Jenny Catlin

Blocks

I paste the block.
I don’t do the dishes and my boyfriend doesn’t love me.
I paced the block.
I haven’t called my mother in a week, except to ask about her surgery.
The block is solitary.
My boss makes fun of me for my professional voice, so I speak to her more professionally.
This block is six hundred steps to the stoplight.
I ate a cake in bed, a whole cake, so decadent even the checkout girl made fun of me for buying it.
I stack two blocks; I want to make a pyramid, a tome.
How did I end up in L.A. anyway?

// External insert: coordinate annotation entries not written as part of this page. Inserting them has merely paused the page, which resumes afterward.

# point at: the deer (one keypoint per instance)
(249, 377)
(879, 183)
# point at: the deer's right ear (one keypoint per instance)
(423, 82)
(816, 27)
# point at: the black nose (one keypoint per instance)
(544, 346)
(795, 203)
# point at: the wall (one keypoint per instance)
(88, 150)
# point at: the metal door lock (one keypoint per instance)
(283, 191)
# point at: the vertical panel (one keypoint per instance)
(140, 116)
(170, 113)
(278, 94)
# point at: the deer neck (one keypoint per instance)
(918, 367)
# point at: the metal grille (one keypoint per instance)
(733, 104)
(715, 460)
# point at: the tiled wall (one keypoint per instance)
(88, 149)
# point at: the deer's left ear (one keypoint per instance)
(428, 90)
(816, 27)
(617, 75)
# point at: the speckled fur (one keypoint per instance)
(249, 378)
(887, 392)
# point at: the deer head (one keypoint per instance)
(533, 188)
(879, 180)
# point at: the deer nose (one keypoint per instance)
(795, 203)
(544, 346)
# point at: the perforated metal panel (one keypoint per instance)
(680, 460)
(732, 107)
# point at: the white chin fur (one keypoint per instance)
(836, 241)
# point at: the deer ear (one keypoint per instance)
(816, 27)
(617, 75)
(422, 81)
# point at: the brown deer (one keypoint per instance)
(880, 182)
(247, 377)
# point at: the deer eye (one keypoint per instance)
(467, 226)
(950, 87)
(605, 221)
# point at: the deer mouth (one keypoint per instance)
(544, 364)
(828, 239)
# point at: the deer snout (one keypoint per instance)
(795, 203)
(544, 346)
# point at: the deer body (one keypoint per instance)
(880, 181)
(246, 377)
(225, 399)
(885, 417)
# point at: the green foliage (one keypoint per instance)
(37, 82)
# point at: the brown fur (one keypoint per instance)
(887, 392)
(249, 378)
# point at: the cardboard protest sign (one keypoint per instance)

I meant to move to Idaho, I hate people and sun.
The corner of the block always smells like roses, but I can’t find any rose bushes.
I don’t make my sales goals, so I stop trying.
I mean to stick to primary colors, but the third block is teal, because it reminds me of the ocean.
I can only get my poetry accepted on porn sights; I wonder what that says about me.
It’s driving me nuts on this block, where are those rose bushes?
I lie about my age, I lie about my boyfriend age, I make us closer in years to strangers who don’t care.
The glue is seeping out of my block stack, but I decide to call that art.
I wear the same dirty dress to work every day, I wonder if anyone notices the cum stain.
The Korean man at the liquor store on the corner of this block knows all my secrets, no matter how long I’m sober.
I can’t quit smoking, I’ll never quit smoking.
I won’t make a pyramid of blocks, I’ll have a burial at sea. 

Jenny Catlin lives, writes and works a menial job in Los Angeles, CA. Not necessarily in that order.